Seattle mass shooter benefited from lax gun law
Ian L. Stawicki, who shot five people to death Wednesday in Seattle before putting a bullet in his own head, had a long history of violence and mental problems, though not the kind that show up on official records. He was charged with misdemeanor assault in 2008 and 2010, but charges in both cases were dismissed after first his girlfriend, whose nose he allegedly bloodied, and then his brother declined to testify against him. Other charges reported by Seattle police, such as malicious mischief, were also apparently dropped before getting to court. His family says he was mentally ill. Is this the kind of guy who’d make a good candidate for a concealed weapons permit?
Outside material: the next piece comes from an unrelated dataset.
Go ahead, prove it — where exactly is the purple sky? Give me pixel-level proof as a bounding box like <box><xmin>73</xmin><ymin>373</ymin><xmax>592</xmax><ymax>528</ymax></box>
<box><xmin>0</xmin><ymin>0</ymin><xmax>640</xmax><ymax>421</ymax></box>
Police in Washington gave him one, based on that state’s “shall issue” law, which says that officials must award concealed weapons permits to anyone who meets the standards, even if police think the applicant is dangerous. The state’s bar is so low that even a character like Stawicki could slither under it. He had never been involuntarily committed to a mental institution, was over 21, a U.S. citizen, had no felony convictions and met the handful of other qualifications needed for a permit. So it was perfectly legal for him to walk into Cafe Racer on Wednesday morning with two pistols hidden under his clothing, sit down and wait for the cafe staff, who had thrown him out previously for disruptive behavior, to confront him. He didn’t break the law until he pulled out a pistol and started shooting.
This might have happened anywhere, even in California. But it’s notable that in California, he probably wouldn’t have been legally allowed to walk around armed in public. Unlike Washington, this state has a more restrictive “may issue” standard when it comes to concealed weapons permits. Background checks are more extensive and might involve interviewing an applicant’s family, which would have turned up the information that they thought Stawicki was missing several marbles. Some California jurisdictions even require psychological testing for permit applicants. Moreover, Stawicki would have had to demonstrate good cause to carry a concealed weapon -- typically, applicants in California have to show they’re under some kind of physical threat, perhaps by someone they’ve taken out a restraining order against. Being a security guard is also typically considered good cause. Stawicki didn’t meet those standards.
Washington’s permissive gun laws are its own business. But there’s a chance they might become ours too because of a push by the National Rifle Assn. to demolish states’ rights to set their own gun standards. Last November, the House of Representatives approved a bill that would force California to honor concealed weapons permits issued in more permissive states such as Washington. Two related bills are awaiting a vote in the Senate, where a similar measure failed by just two votes in 2009.
Gun enthusiasts will point out, rightly, that somebody like Stawicki, who set out to commit mass murder, probably wouldn’t worry much about breaking a concealed weapons law. Even without his permit, he still would have walked into that cafe packing heat. Others will argue, wrongly, that if somebody in the cafe had been armed, he or she could have shot Stawicki (adding to the lead content flying through a cafe isn’t a good way to reduce the casualty count). In the end, “shall issue” laws simply make things easier for killers by putting deadly force at their fingertips, and they encourage gun violence by allowing unstable people to respond to emotional crises by opening fire. People who need concealed weapons permits should still be able to get them, but Stawicki didn’t need one -- and California doesn’t need to be saddled with the irresponsible permitting practices of nearby states such as Washington and Arizona.